Every other week T. returns to Tulkarm to spend the weekend with his family. But his problems are not solved. Reaching one of the several checkpoints on his road, and showing his official new address in Ramallah, the soldiers now ask him for what reason a young man from Ramallah would want to go the Refugee camp in Tulkarm. And they often deny him access.
The Israeli military or the Defence Ministry regularly announce the removal of roadblocks or checkpoints to “make life easier for Palestinians”, or as a “gesture of goodwill towards the Palestinians”. These announcements are always well covered in international media, serving as a perfect propaganda tool for Israel.

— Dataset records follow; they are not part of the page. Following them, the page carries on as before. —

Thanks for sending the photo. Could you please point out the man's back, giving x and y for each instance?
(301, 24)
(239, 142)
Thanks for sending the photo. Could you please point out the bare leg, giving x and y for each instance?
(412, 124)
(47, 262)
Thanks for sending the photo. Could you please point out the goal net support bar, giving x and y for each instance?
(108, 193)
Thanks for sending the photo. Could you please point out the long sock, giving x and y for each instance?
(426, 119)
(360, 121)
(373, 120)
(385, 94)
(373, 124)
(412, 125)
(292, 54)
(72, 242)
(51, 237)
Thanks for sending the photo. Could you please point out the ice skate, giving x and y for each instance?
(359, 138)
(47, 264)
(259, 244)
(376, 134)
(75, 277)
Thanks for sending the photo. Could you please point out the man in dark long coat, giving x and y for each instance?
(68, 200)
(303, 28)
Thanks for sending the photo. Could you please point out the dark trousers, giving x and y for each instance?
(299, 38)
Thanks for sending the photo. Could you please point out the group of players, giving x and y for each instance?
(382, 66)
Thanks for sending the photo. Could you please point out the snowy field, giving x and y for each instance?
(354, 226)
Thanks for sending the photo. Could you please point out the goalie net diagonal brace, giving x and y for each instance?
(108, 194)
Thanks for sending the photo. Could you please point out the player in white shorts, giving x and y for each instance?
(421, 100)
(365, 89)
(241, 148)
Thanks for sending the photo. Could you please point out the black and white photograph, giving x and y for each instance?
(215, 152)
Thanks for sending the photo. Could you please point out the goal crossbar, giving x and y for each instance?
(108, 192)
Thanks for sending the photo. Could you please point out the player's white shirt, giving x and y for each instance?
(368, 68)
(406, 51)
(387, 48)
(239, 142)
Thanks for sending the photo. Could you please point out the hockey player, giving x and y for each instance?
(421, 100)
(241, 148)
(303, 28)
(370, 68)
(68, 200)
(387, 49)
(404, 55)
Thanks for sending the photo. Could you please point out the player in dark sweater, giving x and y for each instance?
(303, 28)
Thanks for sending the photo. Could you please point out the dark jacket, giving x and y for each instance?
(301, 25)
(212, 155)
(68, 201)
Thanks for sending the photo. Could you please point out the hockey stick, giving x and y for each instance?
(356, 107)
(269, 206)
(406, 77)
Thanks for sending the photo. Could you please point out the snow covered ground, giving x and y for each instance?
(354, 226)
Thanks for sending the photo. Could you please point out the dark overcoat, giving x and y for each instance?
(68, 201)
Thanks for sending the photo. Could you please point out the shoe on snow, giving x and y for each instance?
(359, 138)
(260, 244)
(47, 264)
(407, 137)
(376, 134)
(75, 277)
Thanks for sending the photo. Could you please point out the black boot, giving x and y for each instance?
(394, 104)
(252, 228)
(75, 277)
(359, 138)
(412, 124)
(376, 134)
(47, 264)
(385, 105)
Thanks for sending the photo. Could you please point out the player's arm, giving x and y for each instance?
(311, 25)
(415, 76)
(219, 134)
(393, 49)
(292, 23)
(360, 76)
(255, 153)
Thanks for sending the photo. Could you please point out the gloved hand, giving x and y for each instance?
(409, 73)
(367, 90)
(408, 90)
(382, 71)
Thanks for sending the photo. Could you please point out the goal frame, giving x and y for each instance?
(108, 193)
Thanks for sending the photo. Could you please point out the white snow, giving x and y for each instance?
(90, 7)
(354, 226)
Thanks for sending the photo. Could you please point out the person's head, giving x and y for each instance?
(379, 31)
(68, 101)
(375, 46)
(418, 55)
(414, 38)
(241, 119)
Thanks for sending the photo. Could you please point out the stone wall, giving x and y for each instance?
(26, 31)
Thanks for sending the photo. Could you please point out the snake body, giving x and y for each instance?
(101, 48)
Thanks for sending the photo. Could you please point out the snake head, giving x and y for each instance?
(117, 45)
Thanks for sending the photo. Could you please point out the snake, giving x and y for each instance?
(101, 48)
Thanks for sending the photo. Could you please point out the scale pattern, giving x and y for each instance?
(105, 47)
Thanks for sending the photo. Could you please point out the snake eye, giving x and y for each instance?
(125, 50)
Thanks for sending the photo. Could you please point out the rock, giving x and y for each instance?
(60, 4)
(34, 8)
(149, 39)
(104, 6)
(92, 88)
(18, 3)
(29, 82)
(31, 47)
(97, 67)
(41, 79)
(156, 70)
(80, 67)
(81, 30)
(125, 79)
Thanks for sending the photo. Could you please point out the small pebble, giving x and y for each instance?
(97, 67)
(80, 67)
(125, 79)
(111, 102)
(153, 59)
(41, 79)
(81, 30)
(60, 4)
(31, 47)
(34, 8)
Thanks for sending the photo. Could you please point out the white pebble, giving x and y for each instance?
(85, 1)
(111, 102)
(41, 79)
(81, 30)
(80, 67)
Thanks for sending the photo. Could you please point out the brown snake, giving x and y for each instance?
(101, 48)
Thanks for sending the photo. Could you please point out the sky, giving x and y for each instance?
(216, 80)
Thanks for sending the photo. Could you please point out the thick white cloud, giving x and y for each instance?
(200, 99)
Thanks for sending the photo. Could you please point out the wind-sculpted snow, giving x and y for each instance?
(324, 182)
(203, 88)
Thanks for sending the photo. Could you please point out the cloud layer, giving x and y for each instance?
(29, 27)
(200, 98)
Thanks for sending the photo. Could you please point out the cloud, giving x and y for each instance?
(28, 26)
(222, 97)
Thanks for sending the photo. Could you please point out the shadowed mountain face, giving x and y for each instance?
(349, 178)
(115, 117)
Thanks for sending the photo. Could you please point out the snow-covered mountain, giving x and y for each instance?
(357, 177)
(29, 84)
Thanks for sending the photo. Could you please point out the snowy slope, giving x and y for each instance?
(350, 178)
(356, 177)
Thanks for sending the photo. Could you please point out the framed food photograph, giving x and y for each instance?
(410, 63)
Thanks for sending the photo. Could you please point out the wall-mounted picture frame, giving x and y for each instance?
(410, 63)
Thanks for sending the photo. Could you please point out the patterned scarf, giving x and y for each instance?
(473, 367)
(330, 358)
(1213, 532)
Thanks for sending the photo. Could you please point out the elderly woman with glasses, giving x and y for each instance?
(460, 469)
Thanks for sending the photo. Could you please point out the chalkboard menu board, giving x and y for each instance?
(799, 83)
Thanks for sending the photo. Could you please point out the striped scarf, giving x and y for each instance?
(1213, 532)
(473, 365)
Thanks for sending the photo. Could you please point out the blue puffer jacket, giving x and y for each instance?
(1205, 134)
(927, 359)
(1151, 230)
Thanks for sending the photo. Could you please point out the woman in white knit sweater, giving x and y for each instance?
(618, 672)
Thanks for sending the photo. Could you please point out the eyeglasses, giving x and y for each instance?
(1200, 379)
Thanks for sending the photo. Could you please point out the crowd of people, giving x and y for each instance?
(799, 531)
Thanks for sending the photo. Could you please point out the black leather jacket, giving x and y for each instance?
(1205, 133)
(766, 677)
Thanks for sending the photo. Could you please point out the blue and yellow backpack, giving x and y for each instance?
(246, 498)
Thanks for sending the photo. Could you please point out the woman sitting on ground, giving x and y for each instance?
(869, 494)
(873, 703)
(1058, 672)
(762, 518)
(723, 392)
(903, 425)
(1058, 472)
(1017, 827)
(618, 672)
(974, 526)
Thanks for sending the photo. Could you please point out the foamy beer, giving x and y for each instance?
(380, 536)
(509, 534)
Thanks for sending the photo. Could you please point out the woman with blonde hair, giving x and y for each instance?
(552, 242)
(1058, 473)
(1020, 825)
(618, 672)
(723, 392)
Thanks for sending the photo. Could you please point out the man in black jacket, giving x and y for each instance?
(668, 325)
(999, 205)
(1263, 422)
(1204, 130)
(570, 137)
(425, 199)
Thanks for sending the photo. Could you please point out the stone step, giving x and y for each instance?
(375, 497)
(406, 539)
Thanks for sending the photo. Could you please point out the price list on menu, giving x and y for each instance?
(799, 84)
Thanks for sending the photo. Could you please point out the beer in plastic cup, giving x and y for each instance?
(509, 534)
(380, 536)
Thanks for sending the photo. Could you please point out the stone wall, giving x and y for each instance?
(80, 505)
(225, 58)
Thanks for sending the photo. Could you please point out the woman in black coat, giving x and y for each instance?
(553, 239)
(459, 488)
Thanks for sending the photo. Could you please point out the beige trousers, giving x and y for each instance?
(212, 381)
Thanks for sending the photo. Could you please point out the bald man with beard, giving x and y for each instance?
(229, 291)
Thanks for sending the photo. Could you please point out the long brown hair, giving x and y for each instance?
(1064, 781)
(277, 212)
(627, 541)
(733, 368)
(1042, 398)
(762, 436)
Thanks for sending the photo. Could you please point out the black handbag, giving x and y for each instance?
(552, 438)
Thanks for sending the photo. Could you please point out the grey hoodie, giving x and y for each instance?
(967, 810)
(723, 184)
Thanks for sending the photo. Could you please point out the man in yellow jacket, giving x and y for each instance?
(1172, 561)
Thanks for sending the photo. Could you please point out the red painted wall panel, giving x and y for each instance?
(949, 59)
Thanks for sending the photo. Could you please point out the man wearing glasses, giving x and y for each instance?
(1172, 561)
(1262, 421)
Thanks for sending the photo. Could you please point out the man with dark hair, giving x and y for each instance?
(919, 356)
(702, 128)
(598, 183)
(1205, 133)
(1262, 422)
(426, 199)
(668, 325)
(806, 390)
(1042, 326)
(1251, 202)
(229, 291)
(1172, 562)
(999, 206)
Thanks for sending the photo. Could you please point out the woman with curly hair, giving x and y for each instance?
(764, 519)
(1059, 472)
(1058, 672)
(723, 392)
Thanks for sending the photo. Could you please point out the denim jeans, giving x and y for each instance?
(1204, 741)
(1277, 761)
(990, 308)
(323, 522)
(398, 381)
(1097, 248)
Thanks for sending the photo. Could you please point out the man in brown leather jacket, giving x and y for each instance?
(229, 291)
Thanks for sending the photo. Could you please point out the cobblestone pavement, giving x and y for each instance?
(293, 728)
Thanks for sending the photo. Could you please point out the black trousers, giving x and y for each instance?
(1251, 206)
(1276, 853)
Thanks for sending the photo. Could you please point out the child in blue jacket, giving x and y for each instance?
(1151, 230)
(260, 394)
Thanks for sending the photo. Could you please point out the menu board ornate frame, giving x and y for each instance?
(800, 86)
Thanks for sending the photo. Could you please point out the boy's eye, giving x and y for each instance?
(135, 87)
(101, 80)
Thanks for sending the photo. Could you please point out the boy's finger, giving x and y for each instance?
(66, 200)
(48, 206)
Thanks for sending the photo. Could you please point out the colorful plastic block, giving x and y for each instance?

Israeli Defence Minister Ehud Barak has become a specialist in proudly announcing these removals. But careful research on the ground reveals that the Israeli claims are consistently misleading or even downright lies. Each time the same techniques are used: removing checkpoints that had been abandoned years ago or that had been replaced by other checkpoints nearby, erecting new roadblocks and removing them on the same day, removing roadblocks in the middle of open fields or just claiming to have removed certain roadblocks that did not actually exist in the first place.
At Annapolis, Israeli Prime Minister Ehud Olmert had promised Palestinian President Mahmoud Abbas that the number of roadblocks would be reduced. However data from OCHA, B’Tselem and Machsom Watch proves that the numbers have increased, from 563 to 580.
Checkpoints, roadblocks and segregated roads, have all become a grim part of daily life for Palestinians living in the West Bank, where the Israeli occupation has evolved into a fully fledged Apartheid system. Soldiers play their games with impunity while everybody knows who will be the winners and the losers.